Extraction Engineering for Generative Abundance: Provider Rotation, Gleaning Loops, and the Coverage-not-Count Principle

donto research report — 2026-06-04 — operational companion to donto — The Substrate for Generative Abundance

Scope and honesty contract. This is an engineering report, not a pitch. Every fact count, anchor rate, and namespace split below was re-verified live against donto_statement and donto_evidence_link on donto-pg on 2026-06-04 (read-only SELECTs; donto invariant I3 honored, nothing mutated). Where a number comes from a run log or an analysis script rather than the database, it is labelled as such — and the run-logs themselves (run_codex_glean.py outputs, glean-spark.log, glean_smoke.out, the v2-citer source) are preserved on the box, not asserted from memory. Where a claim is an emerging finding rather than a settled measurement, it is flagged. This is an n=1 single-source study (one article, EntryId 23778) — the findings are directional engineering evidence, not a population benchmark; that caveat applies to the whole report and is not repeated at every line. The companion report The Cerebras / Codex Bake-off covers provider economics and the 5-way bake-off in more depth; this report adds the gleaning loop, the count-vs-coverage saturation principle, and the "why 7×" decomposition — the new material.


1. Executive summary

donto's thesis is that generating typed knowledge is no longer the scarce step. A guided frontier LLM emits an essentially unbounded, multi-directional space of evidence-anchored claims about any entity for fractions of a cent. The engineering question is therefore not "can we generate enough?" but "how do we drive a model to extract maximally (exhaust the meaningful content of a source) and sustainably (keep the firehose running under real-world quota limits), while keeping each claim anchored to its source — and defer typing, alignment, and identity resolution to query time?"

This session answered that question with measurements rather than assertions. The settled findings:

The through-line: maximize meaningful evidence-anchored coverage, anchor as a separable stage, rotate providers to stay alive, and let the substrate fold identity/typing at query time. That is the abundance vision, operationalized and measured.


2. The abundance premise

For sixty years the bottleneck in every knowledge system was generation — a human had to author each typed fact. That scarcity is gone. The literature is unambiguous: GPTKB extracted ~105M triples at ~$0.00009 each; AutoSchemaKG built a 900M-node schema-free graph; per-token costs are falling roughly an order of magnitude per year. Generation is now the cheap, abundant step.

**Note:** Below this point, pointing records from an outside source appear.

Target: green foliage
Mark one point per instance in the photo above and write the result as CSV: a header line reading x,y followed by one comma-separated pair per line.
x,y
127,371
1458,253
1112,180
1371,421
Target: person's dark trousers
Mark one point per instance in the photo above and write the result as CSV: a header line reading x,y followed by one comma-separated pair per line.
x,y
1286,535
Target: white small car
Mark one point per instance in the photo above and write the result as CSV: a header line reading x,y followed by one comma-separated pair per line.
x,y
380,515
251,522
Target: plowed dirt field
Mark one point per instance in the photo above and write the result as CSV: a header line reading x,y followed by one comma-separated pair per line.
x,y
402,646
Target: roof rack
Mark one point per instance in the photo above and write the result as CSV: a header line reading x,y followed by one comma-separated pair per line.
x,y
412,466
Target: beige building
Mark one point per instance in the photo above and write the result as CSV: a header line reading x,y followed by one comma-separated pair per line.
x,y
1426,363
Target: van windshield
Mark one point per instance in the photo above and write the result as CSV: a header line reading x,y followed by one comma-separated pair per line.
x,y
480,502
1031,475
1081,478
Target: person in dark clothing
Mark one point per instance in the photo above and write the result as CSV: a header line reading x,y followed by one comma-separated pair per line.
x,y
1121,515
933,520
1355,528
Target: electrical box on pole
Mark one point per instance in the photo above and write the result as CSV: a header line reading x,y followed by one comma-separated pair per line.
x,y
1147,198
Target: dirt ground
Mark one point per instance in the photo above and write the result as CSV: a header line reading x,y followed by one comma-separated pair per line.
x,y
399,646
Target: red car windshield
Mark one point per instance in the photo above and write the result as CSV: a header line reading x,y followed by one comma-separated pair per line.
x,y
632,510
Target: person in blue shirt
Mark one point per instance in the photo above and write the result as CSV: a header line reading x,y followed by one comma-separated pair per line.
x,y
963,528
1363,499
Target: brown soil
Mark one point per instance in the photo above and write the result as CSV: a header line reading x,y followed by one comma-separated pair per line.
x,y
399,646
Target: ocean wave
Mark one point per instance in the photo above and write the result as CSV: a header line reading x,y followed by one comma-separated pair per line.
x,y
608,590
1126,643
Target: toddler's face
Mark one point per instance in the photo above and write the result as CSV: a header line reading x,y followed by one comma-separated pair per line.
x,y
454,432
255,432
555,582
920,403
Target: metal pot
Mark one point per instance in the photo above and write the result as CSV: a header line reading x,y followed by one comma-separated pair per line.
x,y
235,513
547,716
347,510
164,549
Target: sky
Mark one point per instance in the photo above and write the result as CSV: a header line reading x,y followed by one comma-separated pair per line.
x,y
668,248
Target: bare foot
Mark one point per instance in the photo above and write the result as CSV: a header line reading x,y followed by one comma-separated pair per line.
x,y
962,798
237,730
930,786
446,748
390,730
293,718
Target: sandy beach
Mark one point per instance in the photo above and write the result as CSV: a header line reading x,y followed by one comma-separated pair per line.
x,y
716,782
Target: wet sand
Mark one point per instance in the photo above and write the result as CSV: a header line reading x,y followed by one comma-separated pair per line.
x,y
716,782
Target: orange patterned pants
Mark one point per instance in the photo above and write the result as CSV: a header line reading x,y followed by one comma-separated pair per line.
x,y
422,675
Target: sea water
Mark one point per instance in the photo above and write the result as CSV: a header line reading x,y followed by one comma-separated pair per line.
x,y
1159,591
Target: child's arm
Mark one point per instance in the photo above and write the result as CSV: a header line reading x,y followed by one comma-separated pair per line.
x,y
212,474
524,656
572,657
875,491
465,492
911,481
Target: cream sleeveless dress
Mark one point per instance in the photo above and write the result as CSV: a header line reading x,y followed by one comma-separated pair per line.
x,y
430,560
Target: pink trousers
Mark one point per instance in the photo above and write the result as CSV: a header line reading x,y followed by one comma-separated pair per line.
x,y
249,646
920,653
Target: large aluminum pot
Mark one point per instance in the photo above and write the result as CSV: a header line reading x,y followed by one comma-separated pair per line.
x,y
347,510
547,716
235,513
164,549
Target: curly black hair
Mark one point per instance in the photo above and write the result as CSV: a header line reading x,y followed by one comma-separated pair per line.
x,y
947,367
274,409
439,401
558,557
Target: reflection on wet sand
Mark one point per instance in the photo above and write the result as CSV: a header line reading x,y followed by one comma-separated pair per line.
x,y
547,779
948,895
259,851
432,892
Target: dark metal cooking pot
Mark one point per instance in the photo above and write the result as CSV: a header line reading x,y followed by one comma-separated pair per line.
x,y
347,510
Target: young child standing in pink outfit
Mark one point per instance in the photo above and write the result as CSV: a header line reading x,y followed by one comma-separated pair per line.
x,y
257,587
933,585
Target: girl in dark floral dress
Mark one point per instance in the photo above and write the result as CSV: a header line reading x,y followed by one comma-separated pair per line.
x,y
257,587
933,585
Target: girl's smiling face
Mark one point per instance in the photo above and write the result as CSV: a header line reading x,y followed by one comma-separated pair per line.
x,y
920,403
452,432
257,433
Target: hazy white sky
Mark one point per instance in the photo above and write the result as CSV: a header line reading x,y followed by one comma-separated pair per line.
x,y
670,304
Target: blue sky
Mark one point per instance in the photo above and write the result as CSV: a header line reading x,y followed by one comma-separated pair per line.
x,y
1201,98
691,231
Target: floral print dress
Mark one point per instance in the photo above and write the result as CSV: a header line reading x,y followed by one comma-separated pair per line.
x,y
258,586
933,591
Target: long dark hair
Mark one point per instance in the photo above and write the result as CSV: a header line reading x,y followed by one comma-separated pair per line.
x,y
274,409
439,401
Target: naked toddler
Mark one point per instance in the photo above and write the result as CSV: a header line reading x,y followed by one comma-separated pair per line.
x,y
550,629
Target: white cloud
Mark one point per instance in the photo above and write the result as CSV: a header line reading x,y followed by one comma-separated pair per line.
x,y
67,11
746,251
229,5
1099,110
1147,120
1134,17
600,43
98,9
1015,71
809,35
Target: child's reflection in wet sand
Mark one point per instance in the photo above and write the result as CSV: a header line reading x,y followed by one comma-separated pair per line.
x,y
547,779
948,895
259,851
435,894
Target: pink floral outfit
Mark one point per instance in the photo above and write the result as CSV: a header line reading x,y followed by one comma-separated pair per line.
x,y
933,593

When generation is abundant, three sub-problems become the real work:

  1. Maximize meaningful yield. A model left to its own devices stops extracting when it feels done, not when the source is exhausted (Section 5 shows the run was not budget-bound). Getting the last large fraction of a source's content out requires deliberate harness engineering.

  2. Keep every claim anchored. A fact without a retrievable source span is, for donto's evidence-first model, a liability. Anchoring is a measurable quality axis independent of count (Sections 4–5), and it is best handled as a separate stage (Section 8).

  3. Defer joining. Models invent predicates and entity IRIs as they go. Two runs will describe the same entity under ex: and exo:; one model will mint birthPlace, another placeOfBirth. donto's design answer is emit free / untyped now, reconcile by similarity at query time — never a hand-maintained synonym table. Section 7 shows this is not just philosophy: most of glm's apparent "7×" advantage is exactly this kind of identity redundancy, which query-time alignment is designed to fold.

This report is the operational companion to that vision: how to actually drive the firehose.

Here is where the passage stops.